Copy these new labels and paste them again as Values.

Delete the column containing the Row Labels with repeats. We will not be needing those now. Our sheet will look like this.

Next, we will enter the relative abundances for all treatment groups. Create five new columns labelled TG1-TG5 beside the Row Labels. 

We will use an Excel function called VLOOKUP. If you specify a value, this function will look it up in a selected range and return a corresponding value from a specified column.

In the first empty cell of the table, type ‘=vlookup’. The function will prompt you to select the value you want to look up. Select the first Row Label and enter a comma beside it.

Then, select the range of cells to search. The column is for TG1, so we will select the range of data for TG1.

We want the function to look up relative abundance, which is on the 6th column. Enter the column number, in this case it is ‘6’. Make sure to add a comma after each value.

Enter ‘FALSE’ in the function to return exact matches.

Your formula will look like the image below.

As we will be dragging the function down to other cells, we will lock the array to always search for the specified TG. To do this, Excel uses “$” signs. Enter ‘$’ signs in front of your table array values e.g. $A$12:$F$15. Hit Enter.

Drag down the formula to give you relative abundances for each Row Label.
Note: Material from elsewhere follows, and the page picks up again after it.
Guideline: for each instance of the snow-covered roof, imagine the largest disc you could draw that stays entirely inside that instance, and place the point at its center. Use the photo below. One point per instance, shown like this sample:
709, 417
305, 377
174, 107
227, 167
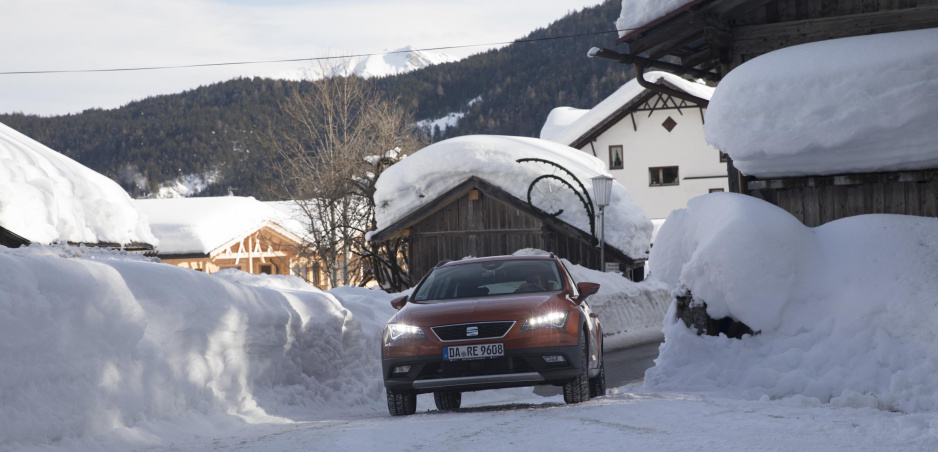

If there isn’t a match, Excel will return ‘N/A’.

Repeat Steps 31 – 37 for each TG. Change the range of cells you search through for each TG accordingly as they will be different.

Stacked Bar Chart

Once you have the table ready, copy and paste it onto the same sheet again as Values. This makes manipulating the data smoother.

Select the entire table and navigate to the Excel header. Press Insert3e Column Charts. In the dropdown menu, select 100% stacked bar chart.

The bar chart will have Row Labels on the y axis and TG as the key. Click on ‘Switch Row/Column’ to swap these.

Your graphs should be mostly ready at this stage. We recommend adding a descriptive chart title and axis labels. You can also simplify the Row Labels to make them clear. For example, ‘NR_156348.1 Cladosporium domesticum CPC 22307 ITS region; from TYPE material’ can be changed to ‘Cladosporium domesticum’.

Feel free to customize the colours and have fun interpreting your graphs!